[15496] in Athena Bugs
Athena 8.1.9: Solaris nfs doesn't track errors right...
daemon@ATHENA.MIT.EDU (John Hawkinson)
Sun Sep 14 13:28:44 1997
Date: Sun, 14 Sep 1997 13:28:39 -0400
To: bugs@MIT.EDU
From: John Hawkinson <jhawk@MIT.EDU>
This is not a complete bug report.
I first noticed this with the 2.6 August beta installed
on deathtongue, and found similar symptoms under 2.5.1 on portnoy.

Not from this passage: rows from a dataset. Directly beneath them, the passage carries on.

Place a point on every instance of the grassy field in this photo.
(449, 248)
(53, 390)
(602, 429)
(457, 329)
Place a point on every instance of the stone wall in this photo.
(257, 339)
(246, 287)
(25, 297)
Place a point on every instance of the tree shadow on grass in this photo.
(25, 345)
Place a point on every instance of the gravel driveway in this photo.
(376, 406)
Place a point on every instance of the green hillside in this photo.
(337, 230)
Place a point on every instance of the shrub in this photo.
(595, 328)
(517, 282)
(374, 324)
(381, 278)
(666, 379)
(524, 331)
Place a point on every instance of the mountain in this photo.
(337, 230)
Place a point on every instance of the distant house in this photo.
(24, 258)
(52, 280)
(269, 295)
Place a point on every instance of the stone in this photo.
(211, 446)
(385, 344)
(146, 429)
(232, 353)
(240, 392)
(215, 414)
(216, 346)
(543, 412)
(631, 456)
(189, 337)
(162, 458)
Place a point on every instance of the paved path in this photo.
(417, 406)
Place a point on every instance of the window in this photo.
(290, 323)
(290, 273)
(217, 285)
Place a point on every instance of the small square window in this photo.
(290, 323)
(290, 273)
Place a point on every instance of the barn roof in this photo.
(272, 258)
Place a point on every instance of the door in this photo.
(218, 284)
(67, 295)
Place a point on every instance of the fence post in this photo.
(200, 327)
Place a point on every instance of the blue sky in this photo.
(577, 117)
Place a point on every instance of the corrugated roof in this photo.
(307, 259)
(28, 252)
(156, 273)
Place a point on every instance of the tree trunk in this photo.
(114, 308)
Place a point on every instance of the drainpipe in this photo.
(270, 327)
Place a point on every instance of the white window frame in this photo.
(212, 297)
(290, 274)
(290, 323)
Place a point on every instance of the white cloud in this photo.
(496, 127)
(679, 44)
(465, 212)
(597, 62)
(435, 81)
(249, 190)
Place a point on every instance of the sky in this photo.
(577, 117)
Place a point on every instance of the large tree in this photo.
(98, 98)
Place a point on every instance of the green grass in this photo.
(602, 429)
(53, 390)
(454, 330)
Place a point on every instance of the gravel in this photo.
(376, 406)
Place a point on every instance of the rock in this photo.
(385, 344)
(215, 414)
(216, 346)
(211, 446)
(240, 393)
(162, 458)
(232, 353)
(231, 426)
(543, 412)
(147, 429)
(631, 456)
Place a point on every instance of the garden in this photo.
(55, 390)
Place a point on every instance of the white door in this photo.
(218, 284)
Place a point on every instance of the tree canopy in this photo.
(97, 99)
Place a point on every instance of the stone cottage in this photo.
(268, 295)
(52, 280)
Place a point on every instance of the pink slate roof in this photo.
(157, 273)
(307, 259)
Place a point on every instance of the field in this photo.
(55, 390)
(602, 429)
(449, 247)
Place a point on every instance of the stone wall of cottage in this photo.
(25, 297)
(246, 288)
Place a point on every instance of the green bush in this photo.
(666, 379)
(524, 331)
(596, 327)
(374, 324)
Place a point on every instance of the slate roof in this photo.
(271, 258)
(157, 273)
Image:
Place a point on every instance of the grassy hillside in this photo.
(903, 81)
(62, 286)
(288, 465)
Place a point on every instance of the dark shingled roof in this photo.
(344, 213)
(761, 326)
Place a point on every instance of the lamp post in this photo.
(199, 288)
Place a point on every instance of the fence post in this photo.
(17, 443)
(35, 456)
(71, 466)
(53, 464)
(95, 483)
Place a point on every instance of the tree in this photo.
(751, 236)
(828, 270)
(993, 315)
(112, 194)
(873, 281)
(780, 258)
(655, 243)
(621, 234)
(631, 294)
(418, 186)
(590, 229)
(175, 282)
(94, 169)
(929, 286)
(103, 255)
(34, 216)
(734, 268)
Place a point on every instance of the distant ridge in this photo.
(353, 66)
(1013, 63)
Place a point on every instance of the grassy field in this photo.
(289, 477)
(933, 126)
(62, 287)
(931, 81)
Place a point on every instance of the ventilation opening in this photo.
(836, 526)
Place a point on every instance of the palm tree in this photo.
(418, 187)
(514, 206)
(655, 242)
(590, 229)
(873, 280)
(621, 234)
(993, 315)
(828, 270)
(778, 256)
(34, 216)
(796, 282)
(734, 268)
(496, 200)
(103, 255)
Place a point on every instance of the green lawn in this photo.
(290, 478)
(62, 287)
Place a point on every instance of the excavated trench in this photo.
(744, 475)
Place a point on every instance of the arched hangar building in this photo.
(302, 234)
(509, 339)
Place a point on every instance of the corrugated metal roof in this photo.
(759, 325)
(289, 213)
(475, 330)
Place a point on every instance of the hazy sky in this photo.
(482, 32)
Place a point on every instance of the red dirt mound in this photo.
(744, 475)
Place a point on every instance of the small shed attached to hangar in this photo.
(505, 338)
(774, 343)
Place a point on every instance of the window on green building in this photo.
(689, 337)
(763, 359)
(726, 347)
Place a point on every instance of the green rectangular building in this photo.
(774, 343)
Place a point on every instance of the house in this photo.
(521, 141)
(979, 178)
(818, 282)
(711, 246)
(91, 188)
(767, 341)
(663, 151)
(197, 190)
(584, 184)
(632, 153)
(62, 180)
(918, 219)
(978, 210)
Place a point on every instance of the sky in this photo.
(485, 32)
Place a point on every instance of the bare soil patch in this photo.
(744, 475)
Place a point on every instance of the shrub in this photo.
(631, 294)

It appears that Solaris doesn't properly handle errors received from
remote nfs servers. There are two problems:
1. It shouldn't do what's causing the error in the first
place.
2. It should update the error countes when it gets an
error.
A specific example is mounting the NFS-AFS translators, for instance
ni.mit.edu. By default Solaris mounts with an rsize of 8192 bytes.
Somehow this results in a problem such that "ls /afs" returns no
output.
Performing this sequence:
Mount ni:/afs w/ rsize=8192
Start tcpdump
Zero nfs client statistics (nfsstat -cz)
ls /ni/afs
nfssstat -c
Produces two items of note. tcpdump (-Nvvs1500) shows:
13:14:35.665630 portnoy.5c3682d2 > NI.nfs: 160 readdir fh 0,1/1 1048 bytes @ 0 (DF) (ttl 255, id 47226)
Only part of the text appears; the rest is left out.